Cuyana, the buzzy womenswear brand, known for its “buy less but buy better” ethos is not only cultivating a dedicated following for its fast-growing premium essential garments and accessories brand. In announcing its latest round of funding, the San Francisco-based brand – which was founded in 2011 by Karla Gallardo, a former Goldman Sachs and Apple Inc. analyst, and Shilpa Shah, fresh from a stint with interactive entertainment company Kabam – is making headlines.
The Series C funding round investment – $30 million from H.I.G. Capital in partnership with d.Luxury Brands – is one of “the largest rounds raised by a female-founded fashion retail company,” per Forbes.
Since its launch as a digitally-native brand, Cuyana has expanded to brick-and-mortar outposts in New York, and California’s Pacific Palisades, Venice, and San Francisco, and also built out its offerings of responsibly sourced, high-end apparel and accessories, all the while, achieving profitability. That is something rare, Ben McPherson, co-CEO of d.Luxury Brands, told Forbes. “The fact that they’ve been able to achieve profitability is quite an anomaly in this market.”
The $30 million in funding is particularly impressive considering that Cuyana is a women-founded startup. As Harvard Business Review revealed last year, “There is an enormous gender gap in venture capital funding in the United States.” To be exact, female entrepreneurs receive only “about 2 percent of all venture funding, despite owning 38 percent of the businesses in the country.”
The Financial Times, citing a separate report published last year in the journal Venture Capital, revealed that “97 percent of all U.S. venture capital was handed to male chief executives between 2011 and 2013.” In fact, businesses with all-male teams were found to be “four times more likely to receive funds than teams that included even one woman,” meaning that while access to funding is “a challenge faced by all entrepreneurs looking to grow … for women, the struggle is all the more difficult.”

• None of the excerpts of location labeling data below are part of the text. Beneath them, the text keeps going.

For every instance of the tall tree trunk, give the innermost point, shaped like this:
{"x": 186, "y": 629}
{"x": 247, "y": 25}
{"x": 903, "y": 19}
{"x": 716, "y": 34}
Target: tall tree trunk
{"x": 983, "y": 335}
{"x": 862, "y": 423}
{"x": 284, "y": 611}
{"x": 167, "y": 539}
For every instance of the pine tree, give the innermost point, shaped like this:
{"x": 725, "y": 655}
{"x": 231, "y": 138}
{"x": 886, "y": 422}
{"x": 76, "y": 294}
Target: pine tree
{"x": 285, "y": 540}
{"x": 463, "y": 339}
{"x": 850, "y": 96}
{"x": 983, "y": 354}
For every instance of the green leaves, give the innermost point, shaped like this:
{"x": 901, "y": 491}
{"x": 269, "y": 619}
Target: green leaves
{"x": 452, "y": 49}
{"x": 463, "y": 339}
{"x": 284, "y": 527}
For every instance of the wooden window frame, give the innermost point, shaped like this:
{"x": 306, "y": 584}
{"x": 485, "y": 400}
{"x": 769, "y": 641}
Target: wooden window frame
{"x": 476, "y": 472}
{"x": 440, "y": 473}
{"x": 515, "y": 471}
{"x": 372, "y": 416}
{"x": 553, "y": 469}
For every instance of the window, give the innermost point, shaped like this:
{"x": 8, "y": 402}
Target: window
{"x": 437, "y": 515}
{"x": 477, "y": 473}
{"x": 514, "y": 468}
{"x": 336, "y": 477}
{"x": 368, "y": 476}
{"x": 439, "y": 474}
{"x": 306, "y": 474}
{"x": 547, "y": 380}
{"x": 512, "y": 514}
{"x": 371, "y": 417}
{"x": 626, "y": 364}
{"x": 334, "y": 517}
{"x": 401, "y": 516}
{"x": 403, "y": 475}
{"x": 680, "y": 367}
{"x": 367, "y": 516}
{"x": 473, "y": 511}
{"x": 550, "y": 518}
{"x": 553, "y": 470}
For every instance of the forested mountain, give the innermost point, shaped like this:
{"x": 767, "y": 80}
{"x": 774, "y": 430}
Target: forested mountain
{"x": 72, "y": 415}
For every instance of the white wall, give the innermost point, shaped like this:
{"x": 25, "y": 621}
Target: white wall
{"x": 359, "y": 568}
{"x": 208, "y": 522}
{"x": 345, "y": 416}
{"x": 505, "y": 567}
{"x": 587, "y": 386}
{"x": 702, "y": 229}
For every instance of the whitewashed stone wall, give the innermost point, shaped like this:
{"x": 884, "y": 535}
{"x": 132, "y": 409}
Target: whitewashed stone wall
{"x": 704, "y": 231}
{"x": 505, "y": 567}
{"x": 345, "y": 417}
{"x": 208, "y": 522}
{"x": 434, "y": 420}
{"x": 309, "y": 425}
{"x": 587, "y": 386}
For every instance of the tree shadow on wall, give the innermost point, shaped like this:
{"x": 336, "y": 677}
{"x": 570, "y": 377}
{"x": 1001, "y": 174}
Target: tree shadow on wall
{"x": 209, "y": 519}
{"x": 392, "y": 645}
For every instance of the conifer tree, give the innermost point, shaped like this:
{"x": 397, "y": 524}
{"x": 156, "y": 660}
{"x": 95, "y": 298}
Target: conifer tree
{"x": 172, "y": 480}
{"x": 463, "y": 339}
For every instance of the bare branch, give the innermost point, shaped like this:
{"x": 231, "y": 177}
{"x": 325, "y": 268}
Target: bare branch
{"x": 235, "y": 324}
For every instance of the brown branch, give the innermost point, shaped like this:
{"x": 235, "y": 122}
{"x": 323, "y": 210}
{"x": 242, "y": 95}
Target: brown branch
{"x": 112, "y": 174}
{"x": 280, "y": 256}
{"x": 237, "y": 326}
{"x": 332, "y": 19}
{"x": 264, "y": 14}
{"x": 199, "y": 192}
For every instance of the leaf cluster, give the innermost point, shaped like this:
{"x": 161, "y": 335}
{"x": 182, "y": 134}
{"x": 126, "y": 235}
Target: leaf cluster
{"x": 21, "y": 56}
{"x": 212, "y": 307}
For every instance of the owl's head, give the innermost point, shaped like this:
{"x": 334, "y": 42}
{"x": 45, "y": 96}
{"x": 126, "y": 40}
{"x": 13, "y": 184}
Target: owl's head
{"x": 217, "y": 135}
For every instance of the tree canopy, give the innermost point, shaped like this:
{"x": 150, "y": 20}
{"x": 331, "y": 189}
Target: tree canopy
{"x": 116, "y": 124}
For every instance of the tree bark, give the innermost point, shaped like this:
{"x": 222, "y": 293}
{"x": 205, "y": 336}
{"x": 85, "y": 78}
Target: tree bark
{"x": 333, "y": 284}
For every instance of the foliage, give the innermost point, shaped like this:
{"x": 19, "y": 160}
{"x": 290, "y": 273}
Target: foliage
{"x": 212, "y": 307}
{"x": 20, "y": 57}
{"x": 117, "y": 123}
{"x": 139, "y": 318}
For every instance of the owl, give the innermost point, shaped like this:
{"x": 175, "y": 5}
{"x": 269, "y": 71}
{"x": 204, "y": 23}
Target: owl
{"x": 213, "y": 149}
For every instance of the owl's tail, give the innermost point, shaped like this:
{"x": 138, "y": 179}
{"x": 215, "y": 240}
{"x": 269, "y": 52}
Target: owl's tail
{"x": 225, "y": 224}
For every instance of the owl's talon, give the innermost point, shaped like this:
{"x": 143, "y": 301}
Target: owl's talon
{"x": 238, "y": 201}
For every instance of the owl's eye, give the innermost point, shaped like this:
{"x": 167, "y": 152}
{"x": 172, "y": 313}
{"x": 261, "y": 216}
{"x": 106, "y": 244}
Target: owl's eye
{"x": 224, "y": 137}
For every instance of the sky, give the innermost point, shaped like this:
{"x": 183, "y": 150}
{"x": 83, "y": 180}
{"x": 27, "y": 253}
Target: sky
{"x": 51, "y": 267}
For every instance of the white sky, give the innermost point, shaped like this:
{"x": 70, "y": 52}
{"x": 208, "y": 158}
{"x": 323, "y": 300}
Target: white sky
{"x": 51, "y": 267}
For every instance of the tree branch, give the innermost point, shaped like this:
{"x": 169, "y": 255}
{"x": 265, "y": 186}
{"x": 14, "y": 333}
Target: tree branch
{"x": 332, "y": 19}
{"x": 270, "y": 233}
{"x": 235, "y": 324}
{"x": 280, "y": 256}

With such imbalances in mind, Gallardo and Shah’s funding to date, $31.7 million, is significant. That figure – paired with some other notable funding efforts by female founders – might even suggest that venture capital may be increasingly going to female-founded businesses, at least when it comes to retail.
Cuyana’s retail-fundraising success joins the likes of StitchFix, whose founder Katrina Lake raised nearly $80 million prior to the company’s $120 million initial public offering last year. Luggage brand Away’s founders Jen Rubio and Steph Korey have brought in $107.5 million in funding since early 2015, while Glossier’s Emily Weiss has drummed up $86.4 million for her millennial-centric, direct-to-consumer beauty brand.
Not to be outdone, Rent the Runway has brought in a whopping $416.2 million since its start in 2009 under the watch of co-founders Jennifer Hyman and Jennifer Fleiss; The RealReal, with its female founder Julie Wainwright, has raised $288 million in 8 years; and the Aslaug Magnusdottir and Lauren Santo Domingo-launched Moda Operandi has raised $293.7 million since 2010.
Women-run businesses are still lagging behind their male-driven counterparts, but upstarts like Cuyana very well might be convincing investors that unless they diversify their portfolios, they stand to miss sizable investment opportunities.